Consider something like this:
x....
.....
..***
....*
*...*
You will traverse the maze like this:
x....
.....
..123
....4
*...5
Then go from 5 to the bottom-left * and back to 5, taking 16 steps. This however:
x....
.....
..234
....5
1...6
Takes 12 steps.
The correct solution to the problem involves brute force. Generate all permutations of the * positions, visit them in the order given by the permutation and take the minimum.

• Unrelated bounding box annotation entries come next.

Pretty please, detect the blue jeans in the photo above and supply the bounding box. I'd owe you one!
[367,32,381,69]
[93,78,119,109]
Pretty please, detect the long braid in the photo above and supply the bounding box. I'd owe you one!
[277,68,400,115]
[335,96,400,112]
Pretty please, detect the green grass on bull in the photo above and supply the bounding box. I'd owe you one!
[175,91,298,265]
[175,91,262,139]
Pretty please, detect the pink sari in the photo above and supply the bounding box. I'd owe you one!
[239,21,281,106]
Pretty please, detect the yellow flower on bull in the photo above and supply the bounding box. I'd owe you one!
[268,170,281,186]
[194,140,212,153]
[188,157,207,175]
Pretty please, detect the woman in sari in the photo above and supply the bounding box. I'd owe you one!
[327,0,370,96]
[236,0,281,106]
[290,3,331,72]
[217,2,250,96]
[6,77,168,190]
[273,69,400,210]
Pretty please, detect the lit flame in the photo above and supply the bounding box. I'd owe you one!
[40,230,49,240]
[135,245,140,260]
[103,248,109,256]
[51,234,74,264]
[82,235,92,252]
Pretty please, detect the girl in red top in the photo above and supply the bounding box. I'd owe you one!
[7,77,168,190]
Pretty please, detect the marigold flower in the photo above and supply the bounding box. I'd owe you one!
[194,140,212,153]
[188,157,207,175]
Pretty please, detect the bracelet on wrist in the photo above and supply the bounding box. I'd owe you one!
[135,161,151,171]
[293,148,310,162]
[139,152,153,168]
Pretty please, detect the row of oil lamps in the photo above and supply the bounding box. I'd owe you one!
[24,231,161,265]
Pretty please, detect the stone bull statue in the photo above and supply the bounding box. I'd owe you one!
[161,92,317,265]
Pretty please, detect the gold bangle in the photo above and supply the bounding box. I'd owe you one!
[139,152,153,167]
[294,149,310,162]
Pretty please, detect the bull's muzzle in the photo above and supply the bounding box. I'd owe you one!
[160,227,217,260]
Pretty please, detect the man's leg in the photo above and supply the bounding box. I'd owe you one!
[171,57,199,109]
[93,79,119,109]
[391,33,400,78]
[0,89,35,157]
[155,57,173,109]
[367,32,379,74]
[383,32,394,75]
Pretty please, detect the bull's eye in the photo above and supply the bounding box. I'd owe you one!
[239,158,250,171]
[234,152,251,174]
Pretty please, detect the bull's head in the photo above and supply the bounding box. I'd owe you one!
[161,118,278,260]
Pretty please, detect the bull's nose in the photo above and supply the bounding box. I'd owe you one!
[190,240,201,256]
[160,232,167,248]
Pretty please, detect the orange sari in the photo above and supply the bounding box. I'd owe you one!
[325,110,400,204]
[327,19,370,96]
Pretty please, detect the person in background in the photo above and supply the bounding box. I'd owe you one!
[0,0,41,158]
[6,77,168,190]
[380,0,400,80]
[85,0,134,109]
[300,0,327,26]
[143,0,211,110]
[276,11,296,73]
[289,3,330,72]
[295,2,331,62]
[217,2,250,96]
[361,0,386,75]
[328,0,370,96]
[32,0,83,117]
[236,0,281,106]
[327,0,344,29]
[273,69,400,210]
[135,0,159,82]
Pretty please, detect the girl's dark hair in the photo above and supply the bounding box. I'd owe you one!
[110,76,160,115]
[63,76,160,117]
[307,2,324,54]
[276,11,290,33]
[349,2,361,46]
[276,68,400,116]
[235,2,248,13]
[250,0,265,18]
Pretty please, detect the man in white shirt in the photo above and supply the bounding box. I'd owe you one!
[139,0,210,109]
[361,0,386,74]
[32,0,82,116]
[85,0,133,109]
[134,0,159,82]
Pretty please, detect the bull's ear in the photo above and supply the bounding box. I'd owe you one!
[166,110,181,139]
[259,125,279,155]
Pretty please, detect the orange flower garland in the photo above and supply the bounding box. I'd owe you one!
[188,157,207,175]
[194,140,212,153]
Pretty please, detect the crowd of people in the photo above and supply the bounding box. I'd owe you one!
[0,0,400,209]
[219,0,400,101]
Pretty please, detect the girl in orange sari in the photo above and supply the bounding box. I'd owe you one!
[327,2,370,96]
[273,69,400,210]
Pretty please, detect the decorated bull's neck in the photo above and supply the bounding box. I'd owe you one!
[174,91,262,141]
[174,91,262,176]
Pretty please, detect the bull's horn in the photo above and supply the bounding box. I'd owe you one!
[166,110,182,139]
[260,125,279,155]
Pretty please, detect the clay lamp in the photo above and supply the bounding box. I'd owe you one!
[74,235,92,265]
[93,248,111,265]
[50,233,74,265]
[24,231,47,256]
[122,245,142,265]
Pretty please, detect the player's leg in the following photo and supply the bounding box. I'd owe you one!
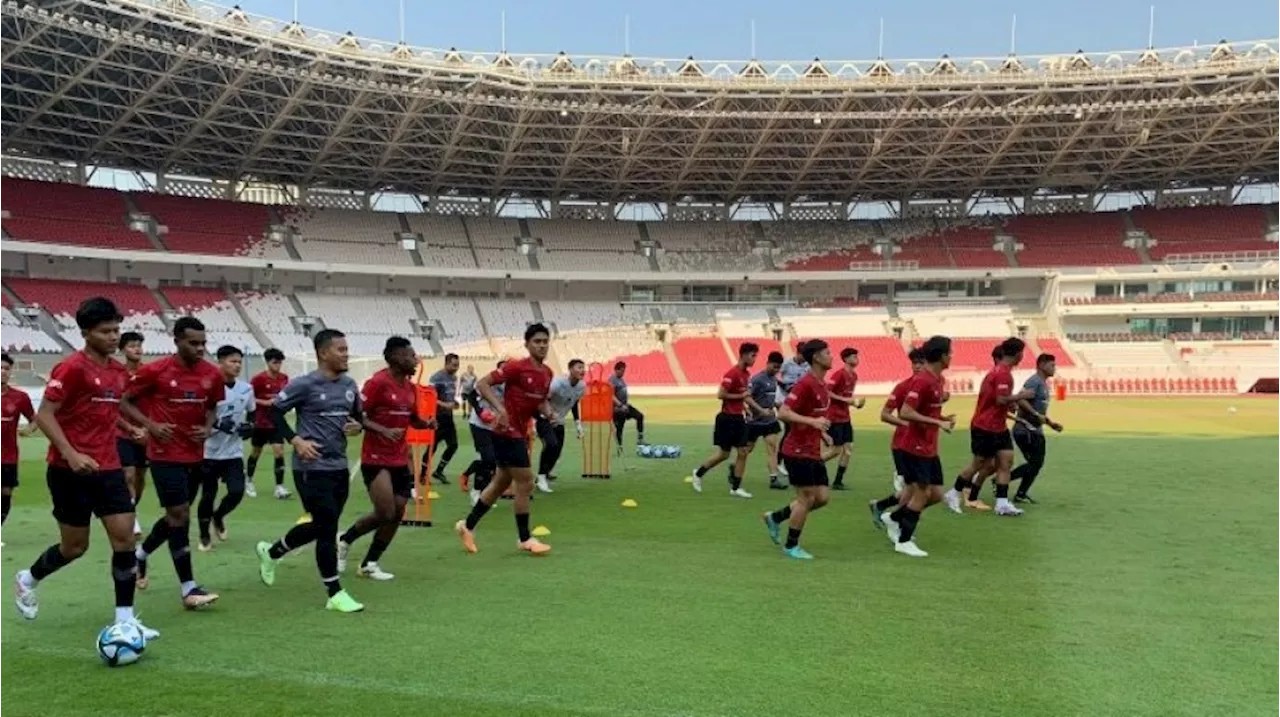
[212,458,248,540]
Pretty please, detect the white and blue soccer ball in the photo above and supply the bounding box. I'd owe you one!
[97,622,147,667]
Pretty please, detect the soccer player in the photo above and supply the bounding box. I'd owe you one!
[0,353,36,528]
[946,338,1032,516]
[762,338,831,560]
[453,324,552,556]
[120,316,227,609]
[257,329,365,613]
[1009,353,1062,504]
[191,346,257,552]
[244,348,292,501]
[746,351,787,490]
[881,337,956,558]
[609,361,645,445]
[13,298,160,640]
[115,332,147,536]
[822,347,867,490]
[692,342,764,498]
[535,359,586,493]
[430,353,458,485]
[338,337,432,580]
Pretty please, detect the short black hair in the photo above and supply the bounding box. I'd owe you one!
[173,316,205,338]
[311,329,347,351]
[76,296,124,332]
[920,337,951,364]
[383,337,412,361]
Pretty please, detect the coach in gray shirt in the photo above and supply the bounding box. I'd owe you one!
[257,329,365,612]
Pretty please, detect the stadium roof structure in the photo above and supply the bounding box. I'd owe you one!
[0,0,1280,202]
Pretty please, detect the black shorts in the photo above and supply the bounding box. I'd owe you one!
[746,421,782,443]
[151,461,201,508]
[895,451,942,487]
[827,421,854,447]
[45,466,133,528]
[115,438,147,470]
[969,428,1014,458]
[293,463,351,517]
[360,463,413,499]
[248,426,284,448]
[712,414,748,451]
[782,456,831,488]
[490,433,530,469]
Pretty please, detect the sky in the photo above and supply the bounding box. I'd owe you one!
[230,0,1280,60]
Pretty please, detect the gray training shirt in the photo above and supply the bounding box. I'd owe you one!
[750,371,778,425]
[275,371,364,471]
[1014,374,1048,433]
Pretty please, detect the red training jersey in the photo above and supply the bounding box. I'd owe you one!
[125,356,227,463]
[902,370,943,458]
[489,359,552,439]
[884,375,915,451]
[827,366,858,424]
[721,364,751,416]
[360,369,417,467]
[42,351,129,471]
[782,371,831,461]
[0,385,36,466]
[969,364,1014,433]
[248,371,289,429]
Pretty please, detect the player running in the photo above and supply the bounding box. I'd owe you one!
[453,324,552,556]
[746,351,787,490]
[191,346,257,552]
[692,342,764,498]
[1009,353,1062,504]
[762,338,831,560]
[338,337,432,580]
[822,347,867,490]
[535,359,586,493]
[115,332,147,536]
[244,348,292,501]
[256,329,365,613]
[13,298,160,640]
[0,353,37,528]
[946,338,1032,516]
[881,337,956,558]
[430,353,458,485]
[120,316,227,609]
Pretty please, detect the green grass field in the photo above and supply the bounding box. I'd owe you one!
[0,398,1280,717]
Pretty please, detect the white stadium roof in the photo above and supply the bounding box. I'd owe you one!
[0,0,1280,202]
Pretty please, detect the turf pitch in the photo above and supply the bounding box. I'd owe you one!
[0,398,1280,717]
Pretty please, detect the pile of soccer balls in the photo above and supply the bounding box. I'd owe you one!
[97,622,147,667]
[636,446,681,458]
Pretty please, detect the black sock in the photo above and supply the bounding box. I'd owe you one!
[31,545,72,580]
[467,498,493,530]
[111,551,138,607]
[169,525,196,583]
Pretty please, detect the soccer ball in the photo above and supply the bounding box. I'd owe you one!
[97,622,147,667]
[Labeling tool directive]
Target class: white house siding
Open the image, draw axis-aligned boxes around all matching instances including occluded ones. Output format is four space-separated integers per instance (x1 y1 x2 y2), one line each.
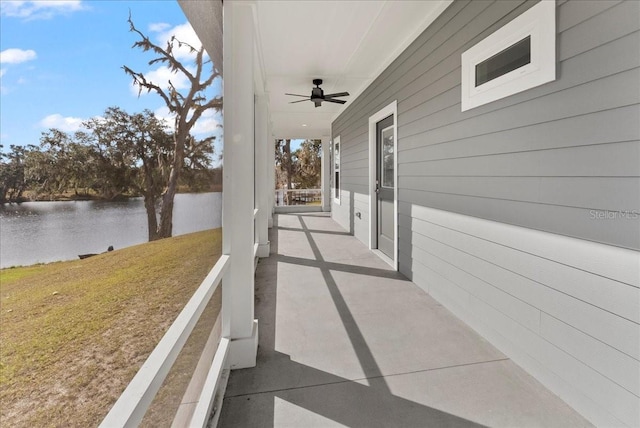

13! is rather large though, so this might not be fast enough. There is a faster solution by dynamic programming in O(2^k), similar to the Travelling Salesman Dynamic Programming Solution (also here).
I don't have time to talk about the solution much right now. If you have questions about it, feel free to ask another question and I'm sure someone will chime in (or leave this one open).